You can also get rid of the subquery entirely:
UPDATE backlinks bl
SET bl.crawler_id = '10.0.0.13',
bl.used_time = NOW()
WHERE bl.googlebot_id IS NULL AND
bl.used_time IS NULL AND
EXISTS (SELECT 1 FROM campaigns c WHERE bl.campaign_id = c.id AND c.status = true)
ORDER BY RAND()
LIMIT 1;
This has minimal impact, but it cleans up the logic a bit.
My guess is that the WHERE
conditions are not very selective, so optimizing them won't help much.
At this point, the issue is the ORDER BY RAND()
. If you have any idea how many rows are being returned by the subquery, then you can pre-filter using RAND()
. For instance, let me assume that there are at least 1,000 rows being returned.

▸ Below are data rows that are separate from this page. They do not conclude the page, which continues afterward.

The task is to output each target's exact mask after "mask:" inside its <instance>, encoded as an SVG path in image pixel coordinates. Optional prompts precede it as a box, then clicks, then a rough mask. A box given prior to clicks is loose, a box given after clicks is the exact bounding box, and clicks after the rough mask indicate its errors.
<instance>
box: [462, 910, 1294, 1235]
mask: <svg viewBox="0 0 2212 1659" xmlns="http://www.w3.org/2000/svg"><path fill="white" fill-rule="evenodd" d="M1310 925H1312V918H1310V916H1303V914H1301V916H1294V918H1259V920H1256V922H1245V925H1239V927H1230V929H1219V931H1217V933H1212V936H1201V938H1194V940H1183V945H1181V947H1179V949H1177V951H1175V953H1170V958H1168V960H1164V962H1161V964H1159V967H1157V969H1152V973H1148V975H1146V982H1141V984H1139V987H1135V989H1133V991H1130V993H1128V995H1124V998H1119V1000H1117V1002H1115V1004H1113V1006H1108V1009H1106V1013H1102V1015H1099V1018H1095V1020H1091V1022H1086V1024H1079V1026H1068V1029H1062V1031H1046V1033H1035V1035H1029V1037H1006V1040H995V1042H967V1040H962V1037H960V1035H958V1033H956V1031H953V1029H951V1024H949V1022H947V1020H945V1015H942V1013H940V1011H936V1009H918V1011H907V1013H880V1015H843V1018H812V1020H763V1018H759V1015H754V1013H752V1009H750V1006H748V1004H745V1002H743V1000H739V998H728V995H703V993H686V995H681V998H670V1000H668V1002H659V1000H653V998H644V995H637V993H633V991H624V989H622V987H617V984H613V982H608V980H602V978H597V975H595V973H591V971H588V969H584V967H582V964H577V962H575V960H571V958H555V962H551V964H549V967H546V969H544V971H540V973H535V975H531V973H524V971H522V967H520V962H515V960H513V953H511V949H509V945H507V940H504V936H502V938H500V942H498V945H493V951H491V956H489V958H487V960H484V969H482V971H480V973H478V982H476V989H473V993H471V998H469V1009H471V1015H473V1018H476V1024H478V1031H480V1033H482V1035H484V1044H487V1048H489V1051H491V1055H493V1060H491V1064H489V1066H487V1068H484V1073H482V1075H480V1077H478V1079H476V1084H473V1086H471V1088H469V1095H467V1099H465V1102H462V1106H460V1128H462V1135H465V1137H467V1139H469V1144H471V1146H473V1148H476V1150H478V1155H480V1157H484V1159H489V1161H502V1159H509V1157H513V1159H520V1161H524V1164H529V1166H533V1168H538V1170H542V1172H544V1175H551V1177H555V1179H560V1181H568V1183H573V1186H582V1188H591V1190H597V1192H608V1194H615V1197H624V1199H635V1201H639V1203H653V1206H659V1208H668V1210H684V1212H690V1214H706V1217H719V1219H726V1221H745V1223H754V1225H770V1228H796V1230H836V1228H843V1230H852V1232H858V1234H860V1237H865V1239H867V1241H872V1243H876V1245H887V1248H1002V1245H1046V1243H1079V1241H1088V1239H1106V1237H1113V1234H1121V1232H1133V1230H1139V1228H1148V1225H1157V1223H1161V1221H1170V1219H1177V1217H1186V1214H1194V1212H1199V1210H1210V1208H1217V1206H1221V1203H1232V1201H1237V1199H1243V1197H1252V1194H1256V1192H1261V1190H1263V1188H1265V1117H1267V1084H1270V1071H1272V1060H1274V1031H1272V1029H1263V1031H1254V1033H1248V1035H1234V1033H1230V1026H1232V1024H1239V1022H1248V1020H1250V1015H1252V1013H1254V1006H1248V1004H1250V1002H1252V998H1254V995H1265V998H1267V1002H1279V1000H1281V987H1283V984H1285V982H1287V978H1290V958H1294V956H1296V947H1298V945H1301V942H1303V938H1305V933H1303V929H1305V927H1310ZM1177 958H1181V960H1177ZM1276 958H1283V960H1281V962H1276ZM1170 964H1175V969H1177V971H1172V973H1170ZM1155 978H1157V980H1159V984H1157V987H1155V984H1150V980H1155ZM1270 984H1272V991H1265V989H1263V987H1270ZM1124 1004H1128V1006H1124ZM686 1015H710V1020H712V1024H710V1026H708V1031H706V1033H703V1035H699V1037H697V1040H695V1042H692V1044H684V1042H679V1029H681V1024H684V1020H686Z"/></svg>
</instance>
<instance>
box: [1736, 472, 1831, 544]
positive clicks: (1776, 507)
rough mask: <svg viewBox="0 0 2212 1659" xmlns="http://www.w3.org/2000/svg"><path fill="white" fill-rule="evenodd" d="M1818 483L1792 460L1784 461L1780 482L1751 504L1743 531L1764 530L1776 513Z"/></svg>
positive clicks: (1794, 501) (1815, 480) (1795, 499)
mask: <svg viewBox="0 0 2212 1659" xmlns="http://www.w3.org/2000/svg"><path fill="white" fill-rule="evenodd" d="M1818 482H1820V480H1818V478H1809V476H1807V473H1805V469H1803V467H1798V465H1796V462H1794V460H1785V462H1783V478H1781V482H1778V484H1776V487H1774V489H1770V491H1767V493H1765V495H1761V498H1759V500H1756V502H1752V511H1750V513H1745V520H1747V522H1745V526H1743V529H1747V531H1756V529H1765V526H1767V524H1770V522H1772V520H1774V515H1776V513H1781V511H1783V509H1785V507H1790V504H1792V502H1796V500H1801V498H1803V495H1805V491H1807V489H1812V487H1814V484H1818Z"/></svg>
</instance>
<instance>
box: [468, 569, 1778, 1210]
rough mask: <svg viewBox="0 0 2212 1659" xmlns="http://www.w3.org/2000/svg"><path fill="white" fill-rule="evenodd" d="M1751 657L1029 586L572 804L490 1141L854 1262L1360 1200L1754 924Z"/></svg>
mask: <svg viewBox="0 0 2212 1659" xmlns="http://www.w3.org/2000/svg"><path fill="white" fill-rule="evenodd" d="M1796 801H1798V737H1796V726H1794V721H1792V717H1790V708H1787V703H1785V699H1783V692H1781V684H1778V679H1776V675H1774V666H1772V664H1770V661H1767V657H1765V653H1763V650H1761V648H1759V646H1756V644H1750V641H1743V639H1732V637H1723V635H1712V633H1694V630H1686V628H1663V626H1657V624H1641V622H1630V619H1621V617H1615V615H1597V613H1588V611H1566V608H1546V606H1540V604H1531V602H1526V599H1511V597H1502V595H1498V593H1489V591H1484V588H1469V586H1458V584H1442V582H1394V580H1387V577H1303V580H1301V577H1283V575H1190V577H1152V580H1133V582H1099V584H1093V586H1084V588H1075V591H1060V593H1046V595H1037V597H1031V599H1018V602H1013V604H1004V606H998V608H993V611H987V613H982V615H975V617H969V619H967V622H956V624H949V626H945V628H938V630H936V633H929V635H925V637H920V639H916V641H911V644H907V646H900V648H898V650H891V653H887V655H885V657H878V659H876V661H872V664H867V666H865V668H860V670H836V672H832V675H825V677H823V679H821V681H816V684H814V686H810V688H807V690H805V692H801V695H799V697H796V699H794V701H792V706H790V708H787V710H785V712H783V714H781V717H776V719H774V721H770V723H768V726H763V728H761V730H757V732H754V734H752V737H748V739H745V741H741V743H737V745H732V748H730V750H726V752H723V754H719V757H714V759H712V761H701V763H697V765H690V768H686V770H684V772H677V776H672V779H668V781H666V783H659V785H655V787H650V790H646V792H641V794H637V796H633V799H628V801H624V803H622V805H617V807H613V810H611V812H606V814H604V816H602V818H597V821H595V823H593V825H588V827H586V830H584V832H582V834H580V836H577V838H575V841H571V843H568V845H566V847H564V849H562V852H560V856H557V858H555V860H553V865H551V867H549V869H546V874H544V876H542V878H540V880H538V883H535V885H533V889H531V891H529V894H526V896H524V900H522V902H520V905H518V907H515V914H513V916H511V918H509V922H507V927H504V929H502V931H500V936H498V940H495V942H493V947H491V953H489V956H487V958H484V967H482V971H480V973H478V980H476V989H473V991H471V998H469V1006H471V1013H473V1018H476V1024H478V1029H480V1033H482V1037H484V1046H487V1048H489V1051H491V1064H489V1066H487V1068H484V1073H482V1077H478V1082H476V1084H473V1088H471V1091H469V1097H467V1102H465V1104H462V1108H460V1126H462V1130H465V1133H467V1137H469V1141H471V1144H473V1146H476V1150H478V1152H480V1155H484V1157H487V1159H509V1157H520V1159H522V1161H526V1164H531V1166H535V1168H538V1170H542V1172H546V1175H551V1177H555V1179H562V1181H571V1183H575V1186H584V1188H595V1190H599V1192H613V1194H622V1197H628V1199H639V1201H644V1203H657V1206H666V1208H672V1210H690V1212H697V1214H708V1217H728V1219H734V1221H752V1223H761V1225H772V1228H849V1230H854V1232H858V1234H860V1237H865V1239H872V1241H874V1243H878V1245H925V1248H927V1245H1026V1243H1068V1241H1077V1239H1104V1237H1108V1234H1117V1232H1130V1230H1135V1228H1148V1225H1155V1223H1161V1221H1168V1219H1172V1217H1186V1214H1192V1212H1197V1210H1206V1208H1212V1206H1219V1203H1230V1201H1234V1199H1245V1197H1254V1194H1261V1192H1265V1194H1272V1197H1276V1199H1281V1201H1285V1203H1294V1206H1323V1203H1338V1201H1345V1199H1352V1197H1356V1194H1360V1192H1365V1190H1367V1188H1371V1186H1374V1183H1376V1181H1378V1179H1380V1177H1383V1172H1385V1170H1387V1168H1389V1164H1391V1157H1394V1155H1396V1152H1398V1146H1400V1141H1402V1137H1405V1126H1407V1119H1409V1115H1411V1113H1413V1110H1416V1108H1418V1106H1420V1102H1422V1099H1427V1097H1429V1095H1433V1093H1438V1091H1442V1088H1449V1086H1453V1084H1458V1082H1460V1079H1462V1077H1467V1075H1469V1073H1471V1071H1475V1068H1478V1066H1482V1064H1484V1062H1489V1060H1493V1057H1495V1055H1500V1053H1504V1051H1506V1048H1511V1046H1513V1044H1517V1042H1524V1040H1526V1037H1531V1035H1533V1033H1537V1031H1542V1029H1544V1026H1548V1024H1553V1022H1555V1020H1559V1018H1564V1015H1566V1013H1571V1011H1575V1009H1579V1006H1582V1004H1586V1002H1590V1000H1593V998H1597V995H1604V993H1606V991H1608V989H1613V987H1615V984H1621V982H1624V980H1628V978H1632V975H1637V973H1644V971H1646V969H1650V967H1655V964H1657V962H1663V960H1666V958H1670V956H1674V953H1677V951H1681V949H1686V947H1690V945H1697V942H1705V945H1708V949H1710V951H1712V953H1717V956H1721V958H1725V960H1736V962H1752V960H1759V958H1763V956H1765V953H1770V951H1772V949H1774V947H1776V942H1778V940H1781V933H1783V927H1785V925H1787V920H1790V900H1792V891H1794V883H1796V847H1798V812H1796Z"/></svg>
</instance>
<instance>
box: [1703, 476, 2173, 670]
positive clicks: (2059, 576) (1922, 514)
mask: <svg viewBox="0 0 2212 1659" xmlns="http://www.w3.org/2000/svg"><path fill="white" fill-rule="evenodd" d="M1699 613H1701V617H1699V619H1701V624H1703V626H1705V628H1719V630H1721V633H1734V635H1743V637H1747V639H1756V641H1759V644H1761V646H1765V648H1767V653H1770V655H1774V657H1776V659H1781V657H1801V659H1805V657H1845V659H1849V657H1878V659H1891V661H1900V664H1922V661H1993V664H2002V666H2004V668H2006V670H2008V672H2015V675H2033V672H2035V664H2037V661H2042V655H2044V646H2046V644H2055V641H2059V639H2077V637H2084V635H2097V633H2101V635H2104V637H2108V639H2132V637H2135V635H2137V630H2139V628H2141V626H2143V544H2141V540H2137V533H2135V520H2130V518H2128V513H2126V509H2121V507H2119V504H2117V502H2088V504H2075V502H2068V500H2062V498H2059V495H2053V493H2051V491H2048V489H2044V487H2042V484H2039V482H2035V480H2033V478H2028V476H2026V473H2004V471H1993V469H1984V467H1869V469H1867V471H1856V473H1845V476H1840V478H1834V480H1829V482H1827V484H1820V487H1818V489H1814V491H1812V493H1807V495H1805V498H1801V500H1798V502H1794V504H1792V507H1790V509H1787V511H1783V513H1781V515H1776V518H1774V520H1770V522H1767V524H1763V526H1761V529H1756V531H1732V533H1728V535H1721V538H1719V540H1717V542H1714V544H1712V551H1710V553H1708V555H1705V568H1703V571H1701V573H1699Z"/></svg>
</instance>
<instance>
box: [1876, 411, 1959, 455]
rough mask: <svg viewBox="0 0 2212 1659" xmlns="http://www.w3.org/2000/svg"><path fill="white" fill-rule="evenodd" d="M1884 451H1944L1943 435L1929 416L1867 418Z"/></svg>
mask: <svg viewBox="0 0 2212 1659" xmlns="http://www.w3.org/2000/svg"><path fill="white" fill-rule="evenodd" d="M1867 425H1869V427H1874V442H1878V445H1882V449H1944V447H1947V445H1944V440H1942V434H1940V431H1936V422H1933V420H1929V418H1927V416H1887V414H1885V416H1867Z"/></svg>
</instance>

Then:
UPDATE backlinks bl
SET bl.crawler_id = '10.0.0.13',
bl.used_time = NOW()
WHERE bl.googlebot_id IS NULL AND
bl.used_time IS NULL AND
EXISTS (SELECT 1 FROM campaigns c WHERE bl.campaign_id = c.id AND c.status = true) AND
RAND() < 0.01 -- keep about 1/100
ORDER BY RAND()
LIMIT 1;
This significantly speeds the sort, because it is on 100th the data. However, it could filter out all rows -- if not enough rows match the conditions.
Upvotes: 2